A study of different agricultural practices over a dozen years: Influence on soil CO2 fixation rates and soil autotrophic microbial communities

Human activities, including agricultural practice, have a significant effect on soil biodiversity and function. However, little is known about the influence of agricultural practice on the microbial CO2 fixation potential. We applied stable isotope, quantitative polymerase chain reaction, and high-throughput sequencing to study the atmospheric CO2 fixation rates and the composition of autotrophic cbbL-gene-harboring bacterial and accA-gene-harboring archaeal communities in response to a dozen years of agricultural practice (including rice-upland rotation, fertilization, and tillage). Fertilizer additions significantly increased CO2 fixation rates by 14.9–40.5%, with the highest rates found for combined nitrogen and manure treatments.
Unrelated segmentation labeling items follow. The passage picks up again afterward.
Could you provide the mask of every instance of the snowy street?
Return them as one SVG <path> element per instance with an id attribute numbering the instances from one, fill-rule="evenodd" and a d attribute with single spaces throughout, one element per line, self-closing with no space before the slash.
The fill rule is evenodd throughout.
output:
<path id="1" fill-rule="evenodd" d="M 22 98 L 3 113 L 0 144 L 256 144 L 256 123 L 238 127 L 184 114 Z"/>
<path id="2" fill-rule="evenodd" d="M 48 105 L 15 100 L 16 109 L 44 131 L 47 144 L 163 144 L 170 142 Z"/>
Rice-fallow increased soil CO2 fixation rates by 26.8% and 15.6% compared with rice-wheat and rice-Chinese milk vetch rotation, respectively, while no-tillage treatments increased it by 24.7% than traditional tillage treatments. Different agricultural practices significantly affected the cbbL-harboring bacterial diversity but not accA-harboring archaeal diversity, suggesting that cbbL-harboring bacteria are more sensitive to agricultural practices than are the accA-harboring archaea. The principal coordinated analysis revealed that agricultural practices affected both cbbL-harboring bacterial and accA-harboring archaeal communities. Partial least squares path models further revealed that the modified cbbL-harboring bacterial communities and accA-harboring archaeal communities directly or indirectly affected the CO2 fixation rate. Both random forest and correlation analyses revealed that CO2 fixation potential was attributed to Rhodobacteraceae, Oscillochloridaceae, and Dokdonella, and that soil available phosphorus was the most important factor shaping autotrophic microbial composition. Our study shows that a dozen years of agricultural practice modifies soil microbial CO2 fixation and the composition of autotrophic microorganisms. It also highlights the role of no-tillage and rice-fallow treatments in increasing soil organic carbon sequestration.